Just as the relations between women and men should be inter-dependent, their healthy co-existence depends on the economic and political framework of their society and nation-state. Many might ponder on the second part of the sentence: How can the economic or political policy be responsible for a happy family unit? But look around, the struggle for survival, the upmanship to dominate women has its roots in the struggle to control economic and political power.
Geetali V M, who is part of the Nari Samata Manch, gives us an overview of the male-female dynamics and why political activism is the need of the hour.
Feminism in 2018
“It’s a complex, post-modern world that we are living in. Some women support the period leave. Others worry that if period leave is granted, then women might eventually not be hired in a workplace. We are still looking at common ground. One aspect is clear though —men are talking; women are talking. I see this as a good sign,” begins Geetali.
The feminist, who also runs a study group for men called Purush Uvach, points out that this is also the time we are seeing increased incidences of sexual violence against women. “The feminist movement has resulted in conveying to women that ‘Rape isn’t their fault. Nor should they be victimised for it’. Men used ‘rape’ as a power tool to control women; to name and shame them, especially in politics. But once that ‘shame’ aspect has been removed, men aren’t sure how to exert their power and control over women. This has frustrated them and so they resort to violence. The only way to tackle it is by bringing about a change in the mindset of men,” she explains.
Acceptance by men is the key word here. “It will take several more years for men to realise that just as they have the ‘natural right’ to work, so do women. A female colleague who is climbing up the career ladder is just a ‘colleague’, who is better qualified than him. He need not feel challenged because she is a woman. If this acceptance comes to men, then we will have a more healthy society,” add she.
Economics and politics
The motto of the feminist movement is to shape good human beings. However, for that to happen, we need to break out of patriarchy which puts men and women in boxes. “Some women are ambitious; let them be. Some men are good homemakers. Let them be. Do not criticise them for their innate behavioural instincts. When their natural instincts are curbed, they feel repressed and react violently,” explains Geetali.
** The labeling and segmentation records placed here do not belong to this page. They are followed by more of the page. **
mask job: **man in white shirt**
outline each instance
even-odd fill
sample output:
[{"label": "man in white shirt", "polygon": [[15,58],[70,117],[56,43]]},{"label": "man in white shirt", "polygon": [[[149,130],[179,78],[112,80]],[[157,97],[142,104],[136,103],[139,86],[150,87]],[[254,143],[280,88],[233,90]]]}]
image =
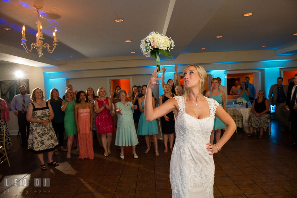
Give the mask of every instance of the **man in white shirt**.
[{"label": "man in white shirt", "polygon": [[227,101],[228,100],[228,96],[227,92],[227,87],[221,84],[221,82],[222,81],[222,80],[221,80],[221,78],[217,77],[217,79],[219,81],[219,85],[217,86],[217,89],[219,90],[223,91],[224,93],[225,93],[225,97],[226,97],[226,103],[227,103]]},{"label": "man in white shirt", "polygon": [[293,132],[293,142],[288,144],[288,147],[297,146],[297,73],[294,77],[294,82],[289,85],[286,107],[290,110],[290,121],[291,121],[291,131]]}]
“When it comes to broader politics, you need to have economic power. If you don’t have that, you turn to thievery, robbing people. Those who want their say in politics, but don’t have it, will take to violence. That results in impunity, and a total disregard for law. Our wants have increased. A person living in slum might aspire to live in a skyscraper. The disparity between the haves and have-nots is so wide that the person who is left-out might feel indignant at the thought. That’s why we need more commoners in politics. Why do scams go undetected for so long? Why are our roads still in bad condition? What we see is political parties giving a political spin to these issues. So citizen groups need to be more active,” she adds.
At the moment, women comprise a bigger number in people’s movements — be it working for the cause of displaced or Bachat Gat (Self Help Groups) etc. “This,” says Geetali, “is the result of women’s movement which has gone deep and expanded laterally.”
The dynamics has changed and it’s there for all to see. “Just because you have a son, doesn’t mean that he will be flooded with proposals. Women are now sure of what they want from their husband and their families. Obviously, this hasn’t gone down well with parents of boys! In coming years, when the impact of female foeticide will be felt more sharply, we will see a shift again,” points out Geetali.
The editor of Milun Sarya Jani also shares her thoughts on the ‘super women syndrome’ vis a vis ‘tyagumurti stree’ of the past. “Today a girl is independent, holds a job, is educated, drives and so on. So she doesn’t need to depend on anyone. There is a germ of self-sufficiency in it and that is laudable. But interdependence is good. We have issues against being dependent on the male figure. In my opinion, interdependences enriches your life.” Food for thought!